Announcement relating to Kaupthing‘s Stake in Arion Bank
NOT FOR PUBLICATION, DISTRIBUTION OR RELEASE, DIRECTLY OR INDIRECTLY, IN OR INTO THE UNITED STATES, THE UNITED KINGDOM, CANADA, AUSTRALIA, SOUTH AFRICA OR JAPAN OR ANY OTHER JURISDICTION WHERE IT IS UNLAWFUL TO DISTRIBUTE THIS ANNOUNCEMENT
22 September 2017
Kaupthing ehf. ("Kaupthing") announces today that no decision will be made in respect of any potential Arion Banki hf. ("Arion Bank") IPO until after the forthcoming Icelandic general election.
Paul Copley, CEO of Kaupthing:
"Preparations for the sale of Kaupthing‘s stake in Arion Bank have been ongoing and one of the options being considered is an IPO.
Given that a general election has been called in Iceland, we will not make a decision on whether to proceed with an IPO until after the next government has been formed.
That means that it is very unlikely, but not yet impossible, that such a decision will be made so that an IPO could occur in 2017."
This announcement is not being made in and copies of it may not be distributed or sent, directly or indirectly, into the United States, the United Kingdom, Canada, Australia, South Africa, Japan or any other state or jurisdiction in which release, publication or distribution would be unlawful.
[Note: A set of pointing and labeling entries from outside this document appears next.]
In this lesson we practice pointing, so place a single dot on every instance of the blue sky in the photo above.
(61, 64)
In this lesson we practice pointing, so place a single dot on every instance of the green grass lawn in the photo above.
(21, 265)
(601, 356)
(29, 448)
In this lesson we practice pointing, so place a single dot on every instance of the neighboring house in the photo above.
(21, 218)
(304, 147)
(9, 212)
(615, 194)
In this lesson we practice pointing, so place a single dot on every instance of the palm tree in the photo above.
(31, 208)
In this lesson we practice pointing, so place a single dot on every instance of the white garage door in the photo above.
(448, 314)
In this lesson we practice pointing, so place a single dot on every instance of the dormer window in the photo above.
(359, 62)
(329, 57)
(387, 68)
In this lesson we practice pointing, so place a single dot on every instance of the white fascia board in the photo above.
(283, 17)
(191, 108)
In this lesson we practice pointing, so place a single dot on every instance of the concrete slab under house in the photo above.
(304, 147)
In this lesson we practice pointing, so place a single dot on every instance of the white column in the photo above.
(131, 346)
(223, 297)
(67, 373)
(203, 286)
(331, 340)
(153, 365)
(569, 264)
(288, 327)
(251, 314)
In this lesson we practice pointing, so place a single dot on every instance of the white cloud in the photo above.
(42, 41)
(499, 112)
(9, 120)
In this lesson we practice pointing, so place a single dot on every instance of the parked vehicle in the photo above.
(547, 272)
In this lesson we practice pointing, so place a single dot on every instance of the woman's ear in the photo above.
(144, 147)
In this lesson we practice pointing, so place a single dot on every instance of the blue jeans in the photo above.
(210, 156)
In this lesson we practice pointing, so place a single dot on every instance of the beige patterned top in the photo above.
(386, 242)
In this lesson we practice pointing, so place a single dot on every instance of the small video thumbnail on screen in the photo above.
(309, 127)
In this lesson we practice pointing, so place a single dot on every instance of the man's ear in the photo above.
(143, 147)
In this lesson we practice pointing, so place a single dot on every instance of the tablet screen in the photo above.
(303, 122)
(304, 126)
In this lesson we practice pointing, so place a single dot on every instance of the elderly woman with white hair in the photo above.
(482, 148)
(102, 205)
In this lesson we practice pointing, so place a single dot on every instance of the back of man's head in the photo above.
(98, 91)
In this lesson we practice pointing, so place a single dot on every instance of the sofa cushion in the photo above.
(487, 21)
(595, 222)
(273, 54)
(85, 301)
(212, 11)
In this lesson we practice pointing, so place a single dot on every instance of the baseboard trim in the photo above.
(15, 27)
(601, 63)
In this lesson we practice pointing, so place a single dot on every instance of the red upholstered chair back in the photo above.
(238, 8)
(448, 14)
This announcement is not an offer of securities for sale in the United States. The securities referred to herein may not be sold in the United States absent registration or an exemption from registration under the U.S. Securities Act of 1933, as amended. Arion Bank does not intend to register any of the securities in the United States or to conduct a public offering of the securities in the United States.
This communication does not constitute an offer of the securities to the public in the United Kingdom. No prospectus has been or will be approved in the United Kingdom in respect of the securities. This communication is being distributed to and is directed only at (i) persons who are outside the United Kingdom or (ii) persons who are investment professionals within the meaning of Article 19(5) of the Financial Services and Markets Act 2000 (Financial Promotion) Order 2005 (the “Order”) and (iii) high net worth entities, and other persons to whom it may lawfully be communicated, falling within Article 49(2)(a) to (d) of the Order (all such persons together being referred to as “Relevant Persons”). Any investment activity to which this communication relates will only be available to and will only be engaged with, Relevant Persons. Any person who is not a Relevant Person should not act or rely on this document or any of its contents.